Regarding the theoretical longer course of antibiotics and the necessity of strict radiological monitoring that some authors use to reason against conservative treatment, this seems quite a weak argument. Regardless of the treatment strategy, antibiotic therapy lasted around 4–6 weeks in this series of parafalcine SDEs. In our case, a relatively long duration of antibiotics was indicated because neuroradiological alterations were not completely resolved until 7 weeks after the operation. Therefore, the experience accumulated with parafalcine SDEs seems to call into question the absolute need for surgical treatment, particularly in those patients with early improvement with antimicrobial therapy who present a good clinical condition and no major midline shift on neuroradiological studies. Further studies are needed to define a decision tree which would help clinicians decide on the best treatment option for such a rare intracranial infectious disease.

CONCLUSION

The mainstay of treatment for parafalcine SDE is early and long-term antibiotic therapy. The absolute necessity to operate this rare entity was challenged by six reports published in the 1980s. A nonsurgical strategy might be contemplated for patients with a good clinical condition and no major midline shift on neuroradiological studies. On the contrary, surgery should be considered for those cases with a notable volume increase despite antibiotic therapy. When the decision is to associate surgical drainage, broad-range 16S rDNA PCR of the empyema is strongly recommended to identify the causative organism as pus cultures are usually sterile.

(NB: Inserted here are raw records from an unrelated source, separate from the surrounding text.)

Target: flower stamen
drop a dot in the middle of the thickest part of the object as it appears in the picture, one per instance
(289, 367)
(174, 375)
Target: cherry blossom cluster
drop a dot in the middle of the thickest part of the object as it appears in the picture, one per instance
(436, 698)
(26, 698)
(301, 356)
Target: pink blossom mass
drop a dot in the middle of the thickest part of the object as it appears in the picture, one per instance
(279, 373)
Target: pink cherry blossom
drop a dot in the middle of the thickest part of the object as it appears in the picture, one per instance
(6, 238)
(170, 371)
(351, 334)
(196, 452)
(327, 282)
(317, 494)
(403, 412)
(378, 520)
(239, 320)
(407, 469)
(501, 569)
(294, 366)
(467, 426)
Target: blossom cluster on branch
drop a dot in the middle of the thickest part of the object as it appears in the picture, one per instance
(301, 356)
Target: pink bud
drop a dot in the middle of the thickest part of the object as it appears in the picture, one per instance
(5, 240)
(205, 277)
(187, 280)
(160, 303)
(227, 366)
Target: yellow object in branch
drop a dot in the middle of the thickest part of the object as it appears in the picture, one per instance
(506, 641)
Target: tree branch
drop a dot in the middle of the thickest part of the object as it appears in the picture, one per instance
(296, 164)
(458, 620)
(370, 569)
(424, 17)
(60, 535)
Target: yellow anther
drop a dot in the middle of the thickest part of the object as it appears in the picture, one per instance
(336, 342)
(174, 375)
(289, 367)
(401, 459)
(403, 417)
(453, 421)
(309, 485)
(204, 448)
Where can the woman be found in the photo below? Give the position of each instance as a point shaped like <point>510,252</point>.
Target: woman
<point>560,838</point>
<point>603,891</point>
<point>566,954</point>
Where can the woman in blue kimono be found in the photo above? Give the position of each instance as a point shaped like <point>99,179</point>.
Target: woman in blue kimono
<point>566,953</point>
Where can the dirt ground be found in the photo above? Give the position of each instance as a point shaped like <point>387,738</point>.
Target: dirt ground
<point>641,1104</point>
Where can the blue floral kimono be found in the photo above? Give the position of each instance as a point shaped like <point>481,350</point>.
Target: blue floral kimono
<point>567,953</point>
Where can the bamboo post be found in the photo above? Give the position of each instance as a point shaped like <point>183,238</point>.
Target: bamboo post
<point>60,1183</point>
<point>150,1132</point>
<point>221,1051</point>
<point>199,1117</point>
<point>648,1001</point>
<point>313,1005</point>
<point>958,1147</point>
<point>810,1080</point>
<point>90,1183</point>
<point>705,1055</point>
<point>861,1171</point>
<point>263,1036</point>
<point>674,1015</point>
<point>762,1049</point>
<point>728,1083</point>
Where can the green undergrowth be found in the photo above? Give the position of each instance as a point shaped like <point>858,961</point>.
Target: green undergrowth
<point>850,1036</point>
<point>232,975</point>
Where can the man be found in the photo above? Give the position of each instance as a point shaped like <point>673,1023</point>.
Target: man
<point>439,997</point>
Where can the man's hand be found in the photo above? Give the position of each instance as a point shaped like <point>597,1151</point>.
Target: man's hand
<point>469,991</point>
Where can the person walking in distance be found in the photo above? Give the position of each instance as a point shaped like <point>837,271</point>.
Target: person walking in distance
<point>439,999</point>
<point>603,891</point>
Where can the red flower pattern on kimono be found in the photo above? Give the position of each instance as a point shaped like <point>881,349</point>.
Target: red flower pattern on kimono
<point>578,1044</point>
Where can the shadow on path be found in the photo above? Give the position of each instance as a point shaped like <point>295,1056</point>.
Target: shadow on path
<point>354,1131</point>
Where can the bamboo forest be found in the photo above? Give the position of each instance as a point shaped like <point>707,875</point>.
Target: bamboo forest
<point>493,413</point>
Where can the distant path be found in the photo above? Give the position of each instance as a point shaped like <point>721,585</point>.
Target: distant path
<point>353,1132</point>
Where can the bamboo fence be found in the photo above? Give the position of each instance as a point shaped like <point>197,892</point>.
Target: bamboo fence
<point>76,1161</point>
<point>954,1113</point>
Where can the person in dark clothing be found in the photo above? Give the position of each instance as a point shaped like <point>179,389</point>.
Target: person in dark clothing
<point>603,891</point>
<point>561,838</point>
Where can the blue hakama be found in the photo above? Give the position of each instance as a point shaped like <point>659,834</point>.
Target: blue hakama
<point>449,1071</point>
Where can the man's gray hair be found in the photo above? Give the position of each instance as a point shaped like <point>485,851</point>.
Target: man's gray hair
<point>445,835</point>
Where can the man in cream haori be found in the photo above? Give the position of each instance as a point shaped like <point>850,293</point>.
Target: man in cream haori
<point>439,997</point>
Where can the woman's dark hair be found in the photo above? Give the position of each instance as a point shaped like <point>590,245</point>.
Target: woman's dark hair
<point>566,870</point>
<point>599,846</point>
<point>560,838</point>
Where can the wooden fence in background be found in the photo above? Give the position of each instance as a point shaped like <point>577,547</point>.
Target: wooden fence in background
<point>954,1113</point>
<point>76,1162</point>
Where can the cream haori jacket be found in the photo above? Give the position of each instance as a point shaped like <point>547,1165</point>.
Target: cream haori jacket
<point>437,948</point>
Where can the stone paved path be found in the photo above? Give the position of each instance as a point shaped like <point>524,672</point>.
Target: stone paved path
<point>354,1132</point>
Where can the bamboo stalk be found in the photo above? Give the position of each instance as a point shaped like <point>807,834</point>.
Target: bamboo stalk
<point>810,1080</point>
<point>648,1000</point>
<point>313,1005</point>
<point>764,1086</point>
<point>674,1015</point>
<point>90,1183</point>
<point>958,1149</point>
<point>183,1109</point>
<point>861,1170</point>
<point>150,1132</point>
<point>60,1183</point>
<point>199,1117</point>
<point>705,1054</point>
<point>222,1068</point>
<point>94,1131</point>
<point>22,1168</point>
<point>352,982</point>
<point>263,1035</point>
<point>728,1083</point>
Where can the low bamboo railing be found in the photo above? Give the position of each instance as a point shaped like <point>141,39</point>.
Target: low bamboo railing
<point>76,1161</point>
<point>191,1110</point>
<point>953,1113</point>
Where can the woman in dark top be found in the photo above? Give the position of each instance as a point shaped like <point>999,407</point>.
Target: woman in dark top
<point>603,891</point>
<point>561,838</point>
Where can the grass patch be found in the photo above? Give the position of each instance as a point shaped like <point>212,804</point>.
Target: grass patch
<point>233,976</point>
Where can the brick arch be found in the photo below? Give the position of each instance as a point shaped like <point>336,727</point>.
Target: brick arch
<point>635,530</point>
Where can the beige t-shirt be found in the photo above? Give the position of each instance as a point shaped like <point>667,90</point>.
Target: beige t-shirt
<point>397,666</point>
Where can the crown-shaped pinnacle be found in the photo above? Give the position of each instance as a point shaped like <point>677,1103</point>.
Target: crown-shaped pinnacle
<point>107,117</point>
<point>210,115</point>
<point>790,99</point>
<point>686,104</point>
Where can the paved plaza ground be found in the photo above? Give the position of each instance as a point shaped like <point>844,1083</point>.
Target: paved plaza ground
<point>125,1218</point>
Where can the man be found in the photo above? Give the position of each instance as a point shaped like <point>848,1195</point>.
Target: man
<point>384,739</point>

Declaration of patient consent

The authors certify that they have obtained all appropriate patient consent forms.

Financial support and sponsorship

Nil.

Conflicts of interest

There are no conflicts of interest.

Acknowledgments

We are indebted to Crystal Smith and Liliya Gusakova, reference librarians of the National Library of Medicine, National Institutes of Health (Bethesda, MD) for their generous assistance during the process of retrieving some of the original articles used in this study. We are also grateful to George Hamilton for his critical review of the language and style of the manuscript.